Moderne Pippi Langstrumpf

„Rocca verändert die Welt“: Regisseurin Katja Benrath legt ein liebenswertes Langfilmdebüt vor

So wie Astrid Lindgrens berühmte Figur Pippi Langstrumpf einst ganz allein in der Villa Kunterbunt wohnte, so lebt auch Rocca, die elfjährige Protagonistin dieses Jugendabenteuers, ganz auf sich allein gestellt in einem Hamburger Haus. Völlig ohne Erziehungsberechtigte – stattdessen betont das so liebenswerte wie vorlaute Mädchen: „Ich bin berechtigt, mich zu erziehen!“ – macht sich Rocca in diesem Film daran, die Welt zu verändern. Und wo Pippi einen Affen namens Herr Nilsson als Begleiter hatte, da hat Rocca nun ein Eichhörnchen namens Klitschko. Auch der wohnungslose Caspar soll für Rocca in diesem 97-Minüter zu einem guten Freund werden.

Erdacht wurde die Figur der Rocca von der Autorin Hilly Martinek, die unter anderem das Drehbuch zu Til Schweigers viel gerühmten Film „Honig im Kopf“ verfasst hat. Die Regie zu „Rocca verändert die Welt“, die kommt von Katja Benrath, die hiermit ihr Langfilmdebüt vorlegt. Benrath war 2018 für ihre Abschlussarbeit „Watu Wote – All of us“ für den Oscar in der Kategorie bester Kurzfilm nominiert.
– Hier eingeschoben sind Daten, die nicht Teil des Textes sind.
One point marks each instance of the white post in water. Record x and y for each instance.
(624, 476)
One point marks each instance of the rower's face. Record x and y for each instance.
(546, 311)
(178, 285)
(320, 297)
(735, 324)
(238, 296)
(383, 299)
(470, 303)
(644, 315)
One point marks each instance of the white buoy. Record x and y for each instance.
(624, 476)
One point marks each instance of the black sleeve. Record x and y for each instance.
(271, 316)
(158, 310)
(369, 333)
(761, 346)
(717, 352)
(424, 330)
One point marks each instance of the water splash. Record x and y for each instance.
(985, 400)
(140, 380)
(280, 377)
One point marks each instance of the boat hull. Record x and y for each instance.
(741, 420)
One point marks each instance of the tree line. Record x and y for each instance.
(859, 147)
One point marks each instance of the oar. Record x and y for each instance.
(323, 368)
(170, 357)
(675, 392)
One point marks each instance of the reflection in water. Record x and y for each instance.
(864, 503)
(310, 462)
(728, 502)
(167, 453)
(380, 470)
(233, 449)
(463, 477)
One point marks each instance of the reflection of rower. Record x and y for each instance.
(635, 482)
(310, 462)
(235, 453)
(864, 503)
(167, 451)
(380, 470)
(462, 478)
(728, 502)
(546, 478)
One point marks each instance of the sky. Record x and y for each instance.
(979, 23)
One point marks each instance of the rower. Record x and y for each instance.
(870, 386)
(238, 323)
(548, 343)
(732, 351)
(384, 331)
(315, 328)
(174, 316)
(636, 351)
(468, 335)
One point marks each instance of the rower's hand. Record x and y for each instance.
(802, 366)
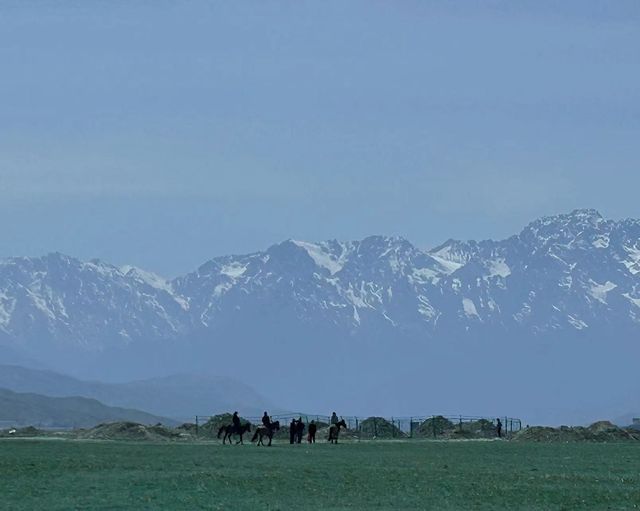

Flankiert von bekannten deutschen Schauspielkünstlern wie Barbara Sukowa („Hannah Arendt“), Mina Tander („Maria, ihm schmeckt’s nicht!“), Fahri Yardim („Jerks“) und Volker Bruch („Babylon Berlin“) schlüpft die Nachwuchsmimin Luna Maxeiner in die Rolle der Rocca. Maxeiner hat schon in der Fernseh-Serie „Club der roten Bänder“ mitgewirkt.